Use the Kedro CLI to setup your project, i.e.,

kedro new

Set up your venv

uv sync

Install the plugin

uv add argo-kedro

Next, initialise the plugin, this will create a argo.yml file that will house components of the argo configuration. Moreover, the plugin will prompt for the creation of baseline Dockerfile and .dockerignore files.

uv run kedro argo init

Validate the files, and make any changes required.

Setting up your cloud environment

Argo Workflows executes pipelines in a parallelized fashion, i.e., on different compute instances. It's therefore important that data exchanged between nodes is materialized in remote storage, as local data storage is not shared among these machines. Let's start by installing the gcsfs package.

NOTE: The split between the base and cloud environment enables development workflows where local data storage is used when iterating locally, while the cluster uses Google Cloud storage.

uv add "fsspec[gcs]"

Registering the globals file

Kedro allows customizing variables based on the environment, which unlocks local data storage for testing, while leveraging Cloud Storage for running on the cluster. First, enable the use of the globals in the settings.py file. To do so, replace the CONFIG_LOADER_ARGS setting with the contents below:

# Add the following import on top of the file
from omegaconf.resolvers import oc

CONFIG_LOADER_ARGS = {
    "base_env": "base",
    "default_run_env": "local",
    "merge_strategy": {"parameters": "soft", "globals": "soft"},
    "config_patterns": {
        "globals": ["globals*", "globals*/**", "**/globals*"],
        "parameters": [
            "parameters*",
            "parameters*/**",
            "**/parameters*",
            "**/parameters*/**",
        ],
    },
    "custom_resolvers": {
        "oc.env": oc.env,
    }
}

Parametrizing the base path

Create a new file in conf/base folder called globals.yml. Start by defining the globals file for the base environment.

# Definition for conf/base/globals.yml for local storage
paths:
    base: data

Next, create the globals.yml file for the cloud env in conf/cloud folder (if the folder doesn't exist, please create it), then define the globals file for the cloud environment with the following:

# Definition for conf/cloud/globals.yml for cloud storage
paths:
    base: gs://<your_bucket_name>/<your_project_name>/${oc.env:WORKFLOW_ID, dummy}

Important Ensure to replace <your_bucket_name> <your_project_name> with bucket and subdirectory respectively.

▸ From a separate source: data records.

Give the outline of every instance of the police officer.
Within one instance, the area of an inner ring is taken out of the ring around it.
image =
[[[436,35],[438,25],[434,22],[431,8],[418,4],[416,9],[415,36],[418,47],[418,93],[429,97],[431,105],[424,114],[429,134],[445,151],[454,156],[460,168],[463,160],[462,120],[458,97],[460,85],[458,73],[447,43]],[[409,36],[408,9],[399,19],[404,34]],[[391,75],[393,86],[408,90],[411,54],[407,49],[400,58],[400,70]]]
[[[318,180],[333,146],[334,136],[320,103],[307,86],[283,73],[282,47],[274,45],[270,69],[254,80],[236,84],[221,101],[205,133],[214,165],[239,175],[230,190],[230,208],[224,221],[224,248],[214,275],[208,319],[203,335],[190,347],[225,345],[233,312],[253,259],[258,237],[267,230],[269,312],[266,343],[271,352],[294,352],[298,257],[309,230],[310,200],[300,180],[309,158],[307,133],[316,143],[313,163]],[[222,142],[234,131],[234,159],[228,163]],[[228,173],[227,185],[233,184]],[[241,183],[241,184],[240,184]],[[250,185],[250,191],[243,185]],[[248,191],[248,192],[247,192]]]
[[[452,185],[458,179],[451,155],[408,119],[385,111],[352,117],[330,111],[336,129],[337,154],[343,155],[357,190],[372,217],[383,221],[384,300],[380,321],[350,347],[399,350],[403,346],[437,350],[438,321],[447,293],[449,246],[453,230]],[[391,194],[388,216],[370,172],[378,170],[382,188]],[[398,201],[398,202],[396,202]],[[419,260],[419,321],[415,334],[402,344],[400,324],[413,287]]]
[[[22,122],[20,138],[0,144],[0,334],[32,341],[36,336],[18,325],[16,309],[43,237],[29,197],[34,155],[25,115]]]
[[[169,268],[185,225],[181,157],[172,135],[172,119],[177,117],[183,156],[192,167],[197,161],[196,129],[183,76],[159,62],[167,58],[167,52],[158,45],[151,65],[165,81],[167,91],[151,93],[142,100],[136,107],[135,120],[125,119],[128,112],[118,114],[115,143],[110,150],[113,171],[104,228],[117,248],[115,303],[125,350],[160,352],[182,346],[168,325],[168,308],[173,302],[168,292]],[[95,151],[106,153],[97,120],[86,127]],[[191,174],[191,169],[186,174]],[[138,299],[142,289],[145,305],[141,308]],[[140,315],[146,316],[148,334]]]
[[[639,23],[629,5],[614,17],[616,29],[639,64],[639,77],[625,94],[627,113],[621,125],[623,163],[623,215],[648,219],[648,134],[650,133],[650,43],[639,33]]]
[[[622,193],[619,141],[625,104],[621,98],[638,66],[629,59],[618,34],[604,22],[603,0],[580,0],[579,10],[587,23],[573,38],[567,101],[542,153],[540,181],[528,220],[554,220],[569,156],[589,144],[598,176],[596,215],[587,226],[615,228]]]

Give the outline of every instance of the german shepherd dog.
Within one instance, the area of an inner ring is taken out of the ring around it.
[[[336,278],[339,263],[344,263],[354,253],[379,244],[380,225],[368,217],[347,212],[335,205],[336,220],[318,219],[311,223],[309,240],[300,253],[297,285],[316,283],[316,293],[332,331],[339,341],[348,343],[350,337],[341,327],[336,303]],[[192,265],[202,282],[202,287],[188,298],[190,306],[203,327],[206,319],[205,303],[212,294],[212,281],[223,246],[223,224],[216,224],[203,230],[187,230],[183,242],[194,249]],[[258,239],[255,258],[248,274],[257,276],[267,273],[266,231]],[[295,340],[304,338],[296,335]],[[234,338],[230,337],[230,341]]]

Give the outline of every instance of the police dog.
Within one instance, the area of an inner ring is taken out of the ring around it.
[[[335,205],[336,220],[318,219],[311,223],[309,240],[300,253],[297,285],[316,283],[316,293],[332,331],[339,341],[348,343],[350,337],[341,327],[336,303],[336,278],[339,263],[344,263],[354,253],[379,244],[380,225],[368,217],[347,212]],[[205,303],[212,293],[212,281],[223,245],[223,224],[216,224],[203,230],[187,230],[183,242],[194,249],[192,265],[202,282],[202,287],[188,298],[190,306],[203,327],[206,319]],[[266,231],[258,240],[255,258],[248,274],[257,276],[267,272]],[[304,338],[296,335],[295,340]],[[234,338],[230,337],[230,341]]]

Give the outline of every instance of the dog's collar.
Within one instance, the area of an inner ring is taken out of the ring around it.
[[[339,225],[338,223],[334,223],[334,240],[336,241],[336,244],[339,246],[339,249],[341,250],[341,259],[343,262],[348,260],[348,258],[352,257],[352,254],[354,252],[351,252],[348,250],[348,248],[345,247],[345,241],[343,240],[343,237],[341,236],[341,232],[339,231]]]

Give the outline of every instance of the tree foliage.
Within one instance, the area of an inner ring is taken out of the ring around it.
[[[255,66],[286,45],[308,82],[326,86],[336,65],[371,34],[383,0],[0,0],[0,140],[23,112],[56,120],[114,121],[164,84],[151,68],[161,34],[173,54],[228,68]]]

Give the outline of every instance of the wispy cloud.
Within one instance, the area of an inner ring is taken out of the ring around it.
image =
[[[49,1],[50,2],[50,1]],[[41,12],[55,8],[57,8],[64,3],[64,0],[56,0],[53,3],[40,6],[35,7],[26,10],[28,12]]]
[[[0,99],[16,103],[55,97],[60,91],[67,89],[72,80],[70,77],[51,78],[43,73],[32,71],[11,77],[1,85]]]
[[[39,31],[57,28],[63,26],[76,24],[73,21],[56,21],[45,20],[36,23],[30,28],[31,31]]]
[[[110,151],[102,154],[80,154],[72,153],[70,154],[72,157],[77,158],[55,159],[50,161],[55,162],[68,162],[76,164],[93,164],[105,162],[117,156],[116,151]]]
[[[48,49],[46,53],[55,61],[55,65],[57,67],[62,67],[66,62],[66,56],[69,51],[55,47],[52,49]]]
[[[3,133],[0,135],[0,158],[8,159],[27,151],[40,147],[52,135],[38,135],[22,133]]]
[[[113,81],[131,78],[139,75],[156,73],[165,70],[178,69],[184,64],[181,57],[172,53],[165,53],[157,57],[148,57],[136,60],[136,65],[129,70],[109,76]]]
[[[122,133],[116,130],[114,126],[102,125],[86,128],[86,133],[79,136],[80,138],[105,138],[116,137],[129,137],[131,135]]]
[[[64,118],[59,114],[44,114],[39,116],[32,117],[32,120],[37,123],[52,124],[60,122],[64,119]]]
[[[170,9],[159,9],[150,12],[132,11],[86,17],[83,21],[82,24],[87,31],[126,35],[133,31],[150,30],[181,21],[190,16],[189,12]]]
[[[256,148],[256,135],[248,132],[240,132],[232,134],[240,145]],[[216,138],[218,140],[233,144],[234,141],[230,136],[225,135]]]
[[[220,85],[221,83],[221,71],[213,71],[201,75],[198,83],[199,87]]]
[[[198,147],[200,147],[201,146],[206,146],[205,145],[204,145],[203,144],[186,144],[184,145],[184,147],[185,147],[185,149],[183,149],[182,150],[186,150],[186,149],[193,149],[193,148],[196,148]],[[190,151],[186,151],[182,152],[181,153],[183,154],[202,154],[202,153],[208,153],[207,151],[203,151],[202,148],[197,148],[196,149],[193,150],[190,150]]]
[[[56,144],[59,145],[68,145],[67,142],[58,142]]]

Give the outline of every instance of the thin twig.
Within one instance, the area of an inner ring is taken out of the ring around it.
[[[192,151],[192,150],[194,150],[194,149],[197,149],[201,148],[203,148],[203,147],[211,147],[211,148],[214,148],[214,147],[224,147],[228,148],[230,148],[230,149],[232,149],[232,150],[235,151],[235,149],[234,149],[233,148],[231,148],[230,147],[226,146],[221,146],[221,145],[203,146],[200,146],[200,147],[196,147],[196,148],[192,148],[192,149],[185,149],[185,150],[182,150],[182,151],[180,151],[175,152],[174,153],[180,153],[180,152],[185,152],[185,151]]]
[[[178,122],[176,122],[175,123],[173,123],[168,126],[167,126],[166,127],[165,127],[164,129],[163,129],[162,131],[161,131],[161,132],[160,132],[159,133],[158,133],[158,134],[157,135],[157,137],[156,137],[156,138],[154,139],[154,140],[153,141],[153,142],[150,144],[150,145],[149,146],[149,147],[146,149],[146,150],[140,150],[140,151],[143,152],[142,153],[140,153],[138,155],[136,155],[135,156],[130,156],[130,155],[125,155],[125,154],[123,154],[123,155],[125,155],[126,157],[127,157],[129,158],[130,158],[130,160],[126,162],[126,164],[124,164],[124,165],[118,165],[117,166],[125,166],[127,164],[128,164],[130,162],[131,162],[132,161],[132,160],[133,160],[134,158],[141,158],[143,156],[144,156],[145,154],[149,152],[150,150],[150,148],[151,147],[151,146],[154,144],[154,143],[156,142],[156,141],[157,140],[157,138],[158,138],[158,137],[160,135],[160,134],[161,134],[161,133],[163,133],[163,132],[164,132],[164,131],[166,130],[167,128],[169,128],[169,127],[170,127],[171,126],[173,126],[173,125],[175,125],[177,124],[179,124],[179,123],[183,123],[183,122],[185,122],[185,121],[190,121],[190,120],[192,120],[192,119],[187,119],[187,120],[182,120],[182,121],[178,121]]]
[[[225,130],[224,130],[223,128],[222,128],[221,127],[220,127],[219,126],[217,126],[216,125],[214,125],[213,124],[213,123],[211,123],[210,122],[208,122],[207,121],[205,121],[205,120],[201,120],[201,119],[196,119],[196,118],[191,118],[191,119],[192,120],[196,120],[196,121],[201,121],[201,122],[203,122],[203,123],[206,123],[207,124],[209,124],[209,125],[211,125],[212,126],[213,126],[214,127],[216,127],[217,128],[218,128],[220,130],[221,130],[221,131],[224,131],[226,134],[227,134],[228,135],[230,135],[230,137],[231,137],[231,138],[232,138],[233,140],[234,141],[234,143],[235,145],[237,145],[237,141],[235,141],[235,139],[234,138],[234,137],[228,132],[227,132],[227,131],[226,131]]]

The plugin adds a few environment variables to the container automatically, one of these is the WORKFLOW_ID which is a unique identifier of the workflow. This can be used as a unit of versioning as displayed below.

Finally, ensure the parametrized path is used, this should be done in the conf/base/catalog.yml file. For example:

preprocessed_companies:
  type: pandas.ParquetDataset
  # This ensures that local storage is used in the base, while cloud storage
  # is used while running on the cluster.
  filepath: ${globals:paths.base}/02_intermediate/preprocessed_companies.parquet

IMPORTANT: Make sure you replace data/ string in the conf/base/catalog.yml file with ${globals:paths.base}/ as kedro isn't aware of the Cloud storage. This change would allow Kedro to switch between local and cloud env easily.

Submitting to the cluster

Ensure you have the correct kubeconfig set

Run the following CLI command to setup the cluster credentials.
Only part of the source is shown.